Other properties include 30 Park Place.[38] Silverstein was also involved as a developer of the Ronald Reagan Building in Washington, D.C..[39]

In November 2006, Silverstein agreed to buy the building at 99 Church Street from Moody's for $170 million.[40] Moody's moved its headquarters into 7 World Trade Center in 2007. 99 Church Street was promptly razed to make way for Silverstein's new project on the site. The 2008 plan proposed a 68 story, 912 foot tower, composed of condominiums and a Four Seasons Hotel on the lower 22 stories.[41] However, due to lack of financing, the project is not currently progressing past the foundation.[42]
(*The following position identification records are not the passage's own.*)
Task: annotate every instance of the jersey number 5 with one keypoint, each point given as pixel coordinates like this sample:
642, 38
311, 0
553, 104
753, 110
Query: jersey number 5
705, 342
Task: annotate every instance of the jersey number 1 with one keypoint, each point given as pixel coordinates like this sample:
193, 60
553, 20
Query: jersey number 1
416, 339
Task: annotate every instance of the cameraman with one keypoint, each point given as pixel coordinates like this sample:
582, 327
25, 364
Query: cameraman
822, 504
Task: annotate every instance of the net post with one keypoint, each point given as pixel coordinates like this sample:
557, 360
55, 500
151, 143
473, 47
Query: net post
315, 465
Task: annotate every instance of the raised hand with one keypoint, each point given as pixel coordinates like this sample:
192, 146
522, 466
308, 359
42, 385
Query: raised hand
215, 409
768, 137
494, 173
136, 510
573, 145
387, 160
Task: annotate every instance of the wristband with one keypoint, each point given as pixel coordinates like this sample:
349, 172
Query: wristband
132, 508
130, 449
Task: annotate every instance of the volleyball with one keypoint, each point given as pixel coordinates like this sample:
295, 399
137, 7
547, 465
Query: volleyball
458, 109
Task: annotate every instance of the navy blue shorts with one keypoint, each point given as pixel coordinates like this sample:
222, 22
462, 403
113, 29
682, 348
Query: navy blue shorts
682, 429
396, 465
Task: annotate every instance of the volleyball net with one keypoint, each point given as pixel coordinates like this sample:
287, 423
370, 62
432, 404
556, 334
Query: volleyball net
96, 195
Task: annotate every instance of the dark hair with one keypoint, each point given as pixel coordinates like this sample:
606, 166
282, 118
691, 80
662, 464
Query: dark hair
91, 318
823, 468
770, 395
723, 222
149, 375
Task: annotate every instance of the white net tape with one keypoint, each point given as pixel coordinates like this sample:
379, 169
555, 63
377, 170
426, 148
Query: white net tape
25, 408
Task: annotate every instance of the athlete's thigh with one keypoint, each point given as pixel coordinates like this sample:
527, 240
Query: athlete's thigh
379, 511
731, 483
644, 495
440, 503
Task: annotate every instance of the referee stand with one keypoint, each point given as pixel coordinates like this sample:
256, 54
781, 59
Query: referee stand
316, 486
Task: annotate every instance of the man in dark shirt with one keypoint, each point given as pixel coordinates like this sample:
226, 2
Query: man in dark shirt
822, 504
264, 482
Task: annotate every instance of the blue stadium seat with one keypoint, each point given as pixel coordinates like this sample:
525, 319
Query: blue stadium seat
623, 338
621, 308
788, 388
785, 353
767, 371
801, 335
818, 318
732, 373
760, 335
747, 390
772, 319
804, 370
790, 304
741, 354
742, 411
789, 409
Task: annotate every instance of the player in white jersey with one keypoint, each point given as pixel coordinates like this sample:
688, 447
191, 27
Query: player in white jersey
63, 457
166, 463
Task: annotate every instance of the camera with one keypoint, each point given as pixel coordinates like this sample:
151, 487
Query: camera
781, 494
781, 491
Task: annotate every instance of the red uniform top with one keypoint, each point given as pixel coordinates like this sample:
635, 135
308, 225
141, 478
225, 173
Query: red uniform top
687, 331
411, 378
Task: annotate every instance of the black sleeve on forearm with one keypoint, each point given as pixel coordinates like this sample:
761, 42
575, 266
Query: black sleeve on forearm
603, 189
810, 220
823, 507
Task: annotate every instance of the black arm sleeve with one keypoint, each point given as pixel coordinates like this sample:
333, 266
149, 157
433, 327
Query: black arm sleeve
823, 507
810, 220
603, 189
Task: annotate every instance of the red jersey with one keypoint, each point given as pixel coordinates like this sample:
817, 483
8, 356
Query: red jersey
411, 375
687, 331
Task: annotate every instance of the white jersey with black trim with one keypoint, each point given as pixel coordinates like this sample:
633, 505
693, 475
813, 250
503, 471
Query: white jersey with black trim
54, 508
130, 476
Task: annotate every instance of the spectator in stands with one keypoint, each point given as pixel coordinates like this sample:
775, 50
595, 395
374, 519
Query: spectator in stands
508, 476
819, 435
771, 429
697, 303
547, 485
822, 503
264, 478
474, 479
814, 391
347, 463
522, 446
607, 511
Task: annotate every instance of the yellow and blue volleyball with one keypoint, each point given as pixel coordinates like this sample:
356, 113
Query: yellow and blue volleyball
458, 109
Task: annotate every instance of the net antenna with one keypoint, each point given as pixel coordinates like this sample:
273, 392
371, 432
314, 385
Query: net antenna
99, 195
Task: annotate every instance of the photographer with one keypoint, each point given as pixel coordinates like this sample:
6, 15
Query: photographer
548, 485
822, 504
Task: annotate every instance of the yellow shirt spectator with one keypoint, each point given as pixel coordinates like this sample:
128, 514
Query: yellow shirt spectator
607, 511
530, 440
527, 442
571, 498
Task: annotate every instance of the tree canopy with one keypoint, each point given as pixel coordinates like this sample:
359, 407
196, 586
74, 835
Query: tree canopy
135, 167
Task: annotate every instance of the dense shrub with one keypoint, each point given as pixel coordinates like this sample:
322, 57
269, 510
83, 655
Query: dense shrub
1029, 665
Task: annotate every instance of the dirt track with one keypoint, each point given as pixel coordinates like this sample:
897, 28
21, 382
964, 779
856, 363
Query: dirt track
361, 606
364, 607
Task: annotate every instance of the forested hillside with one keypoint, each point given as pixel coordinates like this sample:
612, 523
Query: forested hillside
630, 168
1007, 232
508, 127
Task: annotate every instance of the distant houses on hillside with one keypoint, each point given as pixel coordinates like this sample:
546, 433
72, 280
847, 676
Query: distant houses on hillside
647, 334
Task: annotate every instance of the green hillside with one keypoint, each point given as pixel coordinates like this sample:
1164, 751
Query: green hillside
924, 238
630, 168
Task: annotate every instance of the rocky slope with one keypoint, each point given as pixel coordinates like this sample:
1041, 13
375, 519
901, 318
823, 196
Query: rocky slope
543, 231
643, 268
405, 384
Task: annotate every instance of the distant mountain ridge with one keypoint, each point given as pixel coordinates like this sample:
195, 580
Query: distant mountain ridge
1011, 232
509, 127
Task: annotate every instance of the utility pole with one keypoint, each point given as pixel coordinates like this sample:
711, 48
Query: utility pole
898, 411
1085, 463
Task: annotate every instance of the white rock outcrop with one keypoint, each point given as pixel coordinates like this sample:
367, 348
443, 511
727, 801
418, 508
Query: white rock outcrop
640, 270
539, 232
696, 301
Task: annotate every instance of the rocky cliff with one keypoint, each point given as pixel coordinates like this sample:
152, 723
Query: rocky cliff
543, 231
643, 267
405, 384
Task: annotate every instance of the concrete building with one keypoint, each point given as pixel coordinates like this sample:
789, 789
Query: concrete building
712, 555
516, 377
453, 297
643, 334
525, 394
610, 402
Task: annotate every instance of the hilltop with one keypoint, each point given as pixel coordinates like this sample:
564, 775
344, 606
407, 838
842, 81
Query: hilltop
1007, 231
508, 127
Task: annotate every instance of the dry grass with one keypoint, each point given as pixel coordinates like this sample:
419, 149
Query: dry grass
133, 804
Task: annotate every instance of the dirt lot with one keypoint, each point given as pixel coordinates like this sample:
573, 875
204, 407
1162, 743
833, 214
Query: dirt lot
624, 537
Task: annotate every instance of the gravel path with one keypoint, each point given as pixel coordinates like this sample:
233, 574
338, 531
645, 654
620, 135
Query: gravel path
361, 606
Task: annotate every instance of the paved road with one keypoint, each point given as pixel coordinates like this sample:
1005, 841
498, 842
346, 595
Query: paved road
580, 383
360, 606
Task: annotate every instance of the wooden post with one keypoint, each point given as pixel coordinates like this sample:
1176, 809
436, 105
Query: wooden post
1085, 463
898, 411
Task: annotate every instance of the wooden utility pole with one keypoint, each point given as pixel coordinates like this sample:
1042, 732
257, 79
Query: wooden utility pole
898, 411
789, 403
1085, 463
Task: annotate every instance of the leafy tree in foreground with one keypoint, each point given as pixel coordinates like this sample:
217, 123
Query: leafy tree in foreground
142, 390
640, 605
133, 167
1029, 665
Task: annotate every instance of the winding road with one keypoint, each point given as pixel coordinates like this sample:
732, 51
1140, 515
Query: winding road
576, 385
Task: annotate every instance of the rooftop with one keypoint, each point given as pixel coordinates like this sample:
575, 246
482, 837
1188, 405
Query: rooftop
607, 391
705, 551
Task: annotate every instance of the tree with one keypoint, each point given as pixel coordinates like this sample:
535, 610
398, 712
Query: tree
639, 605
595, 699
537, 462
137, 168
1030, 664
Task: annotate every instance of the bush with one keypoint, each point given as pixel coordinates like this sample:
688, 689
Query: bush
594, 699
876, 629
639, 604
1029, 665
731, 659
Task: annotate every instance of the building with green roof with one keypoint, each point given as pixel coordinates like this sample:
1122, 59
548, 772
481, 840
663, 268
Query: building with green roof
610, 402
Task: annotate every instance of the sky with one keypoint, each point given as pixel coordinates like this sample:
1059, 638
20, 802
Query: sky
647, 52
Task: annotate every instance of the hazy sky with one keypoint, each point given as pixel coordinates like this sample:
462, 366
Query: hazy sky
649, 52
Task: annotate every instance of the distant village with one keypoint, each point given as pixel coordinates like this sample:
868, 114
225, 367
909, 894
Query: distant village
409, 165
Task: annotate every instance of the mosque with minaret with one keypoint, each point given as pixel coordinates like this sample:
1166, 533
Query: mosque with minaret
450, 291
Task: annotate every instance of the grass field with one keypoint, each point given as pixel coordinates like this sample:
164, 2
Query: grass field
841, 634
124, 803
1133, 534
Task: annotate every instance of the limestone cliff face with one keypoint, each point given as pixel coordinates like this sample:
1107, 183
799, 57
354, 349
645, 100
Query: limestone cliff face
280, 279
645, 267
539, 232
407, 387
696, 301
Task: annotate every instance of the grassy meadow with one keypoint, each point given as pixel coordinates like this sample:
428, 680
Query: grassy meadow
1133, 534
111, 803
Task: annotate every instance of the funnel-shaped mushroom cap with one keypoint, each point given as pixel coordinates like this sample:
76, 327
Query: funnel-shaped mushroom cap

In 1989 Silverstein proposed to members of the Israeli government that a free trade zone should be created within the Negev region of Israel. The project ultimately failed, however it enjoyed popular support amongst leading Israeli political figures.[10]

Philanthropy

Silverstein has been involved in his alma mater, as founder and chairman emeritus of New York University's Real Estate Institute, and as a trustee of the New York University Medical Center and Health System. Silverstein also has served as chairman of the United Jewish Appeal in New York, the Realty Foundation, trustee of the Museum of Jewish Heritage, and treasurer of the National Jewish Medical and Research Center in Denver. Silverstein is also a governor of The Real Estate Board of New York.[43]